Titanic stories
Postcard ‘Tender carrying the American mails’
Carrying the mail across the Atlantic was a prestigious business for shipping lines. Awarded a contract by Royal Mail, they could use the prefix ‘Royal Mail Ship’ or RMS in the name of the ship.
Christmas remittances poster
To protect the status of the shipping lines, no part of the reputation of the emigrant experience was left to chance. Shipping lines even provided a system so that money could safely be sent home to families in Europe.
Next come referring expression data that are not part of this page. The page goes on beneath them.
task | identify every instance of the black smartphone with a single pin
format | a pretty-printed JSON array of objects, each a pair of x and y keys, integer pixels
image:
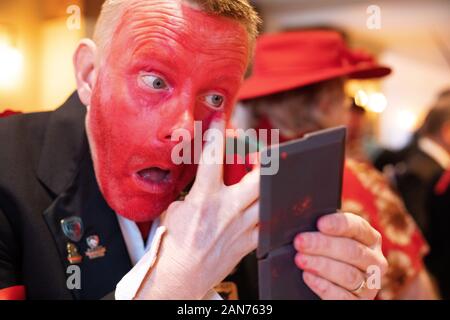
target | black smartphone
[{"x": 308, "y": 185}]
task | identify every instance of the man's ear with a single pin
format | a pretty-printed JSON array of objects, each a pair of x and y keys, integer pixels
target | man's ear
[{"x": 84, "y": 61}]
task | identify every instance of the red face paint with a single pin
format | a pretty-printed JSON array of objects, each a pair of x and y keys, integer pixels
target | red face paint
[{"x": 168, "y": 65}]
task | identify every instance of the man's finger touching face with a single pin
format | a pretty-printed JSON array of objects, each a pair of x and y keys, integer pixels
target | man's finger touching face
[{"x": 167, "y": 65}]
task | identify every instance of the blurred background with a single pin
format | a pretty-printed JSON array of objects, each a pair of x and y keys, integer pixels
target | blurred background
[{"x": 38, "y": 37}]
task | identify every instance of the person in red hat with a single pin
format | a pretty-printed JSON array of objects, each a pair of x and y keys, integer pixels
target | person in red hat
[{"x": 297, "y": 86}]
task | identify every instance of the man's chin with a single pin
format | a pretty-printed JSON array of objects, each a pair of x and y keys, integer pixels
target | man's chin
[{"x": 142, "y": 210}]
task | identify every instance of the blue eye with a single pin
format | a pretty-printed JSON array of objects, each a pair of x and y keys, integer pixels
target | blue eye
[
  {"x": 154, "y": 82},
  {"x": 214, "y": 100}
]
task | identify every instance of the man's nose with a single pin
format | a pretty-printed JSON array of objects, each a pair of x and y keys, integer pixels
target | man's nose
[{"x": 181, "y": 120}]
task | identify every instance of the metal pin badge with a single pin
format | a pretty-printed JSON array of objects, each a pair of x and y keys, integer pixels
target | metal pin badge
[
  {"x": 95, "y": 250},
  {"x": 72, "y": 228},
  {"x": 72, "y": 254}
]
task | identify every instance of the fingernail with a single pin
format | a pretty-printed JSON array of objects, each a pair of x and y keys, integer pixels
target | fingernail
[
  {"x": 301, "y": 242},
  {"x": 302, "y": 261},
  {"x": 327, "y": 223}
]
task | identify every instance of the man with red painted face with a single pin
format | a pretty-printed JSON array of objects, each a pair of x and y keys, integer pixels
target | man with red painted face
[{"x": 83, "y": 187}]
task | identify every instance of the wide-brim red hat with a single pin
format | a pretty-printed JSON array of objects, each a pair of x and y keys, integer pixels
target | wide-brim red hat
[{"x": 291, "y": 60}]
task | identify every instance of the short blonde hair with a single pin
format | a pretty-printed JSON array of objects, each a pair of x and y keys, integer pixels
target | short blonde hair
[{"x": 239, "y": 10}]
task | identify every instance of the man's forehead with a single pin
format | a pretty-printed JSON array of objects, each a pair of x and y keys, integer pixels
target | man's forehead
[{"x": 179, "y": 23}]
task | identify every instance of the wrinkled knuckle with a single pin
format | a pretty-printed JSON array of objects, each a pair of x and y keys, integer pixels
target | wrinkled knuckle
[
  {"x": 354, "y": 279},
  {"x": 322, "y": 242},
  {"x": 383, "y": 264},
  {"x": 356, "y": 253},
  {"x": 323, "y": 287},
  {"x": 378, "y": 237}
]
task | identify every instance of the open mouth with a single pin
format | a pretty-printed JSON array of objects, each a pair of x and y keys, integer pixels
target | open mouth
[{"x": 154, "y": 175}]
Certificate of Posting book
This Certificate of Posting book was used at Mountjoy Post Office, originally located in the village of Mountjoy about a mile from here. It was rebuilt at the Ulster American Folk Park and is now fitted out as a post office of the early 1900s.
Prepaid ticket receipt
Many Irish emigrants travelled across the Atlantic on pre-paid tickets, purchased in the United States by family members or friends. It may have taken years to save the money to purchase a steamer ticket.
Religious ‘Sacred Heart’ statue
When Edward Ryan was leaving his home in County Tipperary, his parents lit a lamp beside a statue of Christ, similar to this one. The lamp was kept burning night and day for their son’s safe crossing of the Atlantic. Edward said that, when Titanic was going down, he thought of the statue. He still had it in 1969, in his home in Hull, England.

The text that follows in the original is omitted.